Total issuance is $450 million, including $350 million issued on Feb. 29.

Goldman Sachs International was bookrunner.

The issuer is based in Toronto.

John Deere tighter

John Deere Capital's 2.25% notes due 2019 traded at 80 bps bid, 77 bps offered Monday afternoon, according to a trader.

The $500 million offering of seven-year paper priced at Treasuries plus 87 bps as part of a two-tranche deal on Thursday.

The funding arm of agricultural and industrial equipment maker and distributor John Deere is based in Moline, Ill.

Citi unchanged

Citigroup's notes traded unchanged on Monday after it released its first-quarter earnings report.

The 4.5% notes due 2022 (A3/A-/A+) were flat at 260 bps bid, 250 bps offered, a trader said.

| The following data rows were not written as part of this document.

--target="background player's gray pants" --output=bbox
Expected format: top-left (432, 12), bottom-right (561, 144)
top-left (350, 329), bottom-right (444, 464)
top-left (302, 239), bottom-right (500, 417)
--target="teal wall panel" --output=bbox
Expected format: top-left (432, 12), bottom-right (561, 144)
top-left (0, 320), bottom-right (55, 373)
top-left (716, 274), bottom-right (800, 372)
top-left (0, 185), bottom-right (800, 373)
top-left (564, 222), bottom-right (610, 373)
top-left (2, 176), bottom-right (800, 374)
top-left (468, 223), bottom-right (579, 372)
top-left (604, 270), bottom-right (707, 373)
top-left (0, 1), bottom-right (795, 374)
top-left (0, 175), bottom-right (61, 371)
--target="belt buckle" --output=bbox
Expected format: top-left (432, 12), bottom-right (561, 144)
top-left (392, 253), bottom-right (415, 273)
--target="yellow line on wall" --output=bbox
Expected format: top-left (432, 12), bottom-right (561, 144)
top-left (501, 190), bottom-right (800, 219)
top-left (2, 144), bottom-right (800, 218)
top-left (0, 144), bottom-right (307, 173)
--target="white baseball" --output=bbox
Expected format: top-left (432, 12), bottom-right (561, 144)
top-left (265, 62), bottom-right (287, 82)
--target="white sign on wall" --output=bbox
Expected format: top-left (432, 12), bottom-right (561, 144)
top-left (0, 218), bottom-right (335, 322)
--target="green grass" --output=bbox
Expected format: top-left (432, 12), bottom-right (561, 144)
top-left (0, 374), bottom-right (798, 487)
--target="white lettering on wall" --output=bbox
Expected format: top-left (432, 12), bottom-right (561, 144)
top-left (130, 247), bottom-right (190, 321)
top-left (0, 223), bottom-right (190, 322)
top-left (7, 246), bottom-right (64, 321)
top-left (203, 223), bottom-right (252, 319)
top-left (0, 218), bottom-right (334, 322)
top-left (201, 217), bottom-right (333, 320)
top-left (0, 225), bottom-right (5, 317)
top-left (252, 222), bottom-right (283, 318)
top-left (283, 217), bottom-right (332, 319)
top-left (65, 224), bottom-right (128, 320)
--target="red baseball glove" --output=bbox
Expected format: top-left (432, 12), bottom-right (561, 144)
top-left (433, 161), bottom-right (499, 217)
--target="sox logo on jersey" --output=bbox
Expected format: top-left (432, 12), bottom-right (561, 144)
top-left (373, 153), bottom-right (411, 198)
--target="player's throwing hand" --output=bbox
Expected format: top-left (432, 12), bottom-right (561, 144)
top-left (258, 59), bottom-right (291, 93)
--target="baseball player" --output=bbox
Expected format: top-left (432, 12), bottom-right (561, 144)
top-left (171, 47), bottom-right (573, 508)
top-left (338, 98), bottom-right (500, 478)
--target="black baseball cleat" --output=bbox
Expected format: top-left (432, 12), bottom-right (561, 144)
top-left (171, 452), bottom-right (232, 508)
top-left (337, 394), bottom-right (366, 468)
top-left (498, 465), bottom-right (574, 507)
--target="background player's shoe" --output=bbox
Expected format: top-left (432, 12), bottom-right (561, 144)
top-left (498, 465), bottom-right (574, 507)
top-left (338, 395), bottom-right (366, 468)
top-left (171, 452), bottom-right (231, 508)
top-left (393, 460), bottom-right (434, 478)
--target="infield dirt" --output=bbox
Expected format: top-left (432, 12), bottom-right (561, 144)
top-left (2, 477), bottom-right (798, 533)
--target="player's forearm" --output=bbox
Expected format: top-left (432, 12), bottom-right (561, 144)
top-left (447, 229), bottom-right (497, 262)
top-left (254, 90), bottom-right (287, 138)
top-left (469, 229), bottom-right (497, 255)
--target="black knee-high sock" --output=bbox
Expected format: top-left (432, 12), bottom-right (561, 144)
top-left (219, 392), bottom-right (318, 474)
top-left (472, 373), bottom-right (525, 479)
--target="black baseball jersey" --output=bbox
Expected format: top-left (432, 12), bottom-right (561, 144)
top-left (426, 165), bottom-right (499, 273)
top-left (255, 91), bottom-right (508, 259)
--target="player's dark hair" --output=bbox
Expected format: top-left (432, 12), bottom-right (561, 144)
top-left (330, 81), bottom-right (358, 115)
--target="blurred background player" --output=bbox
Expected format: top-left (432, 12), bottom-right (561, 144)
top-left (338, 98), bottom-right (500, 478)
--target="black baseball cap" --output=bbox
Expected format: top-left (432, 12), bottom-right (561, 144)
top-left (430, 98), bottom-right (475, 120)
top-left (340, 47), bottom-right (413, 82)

Citi sold $250 million in an add-on Dec. 7 at a spread of Treasuries plus 290 bps. The issue originally priced Oct. 25 in a $1 billion offering.

The financial services company is based in New York City.

Morgan Stanley lower

Morgan Stanley's 5.5% notes due 2021 traded about 5 bps wider on the day to 420 bps bid, 410 bps offered, a trader said on Monday.

The notes were quoted on Friday at 415 bps bid, 400 bps offered.

Morgan Stanley sold $1 billion of the notes (A2/A/A) on Oct. 27 at a spread of 335 bps over Treasuries.

The investment bank is based in New York.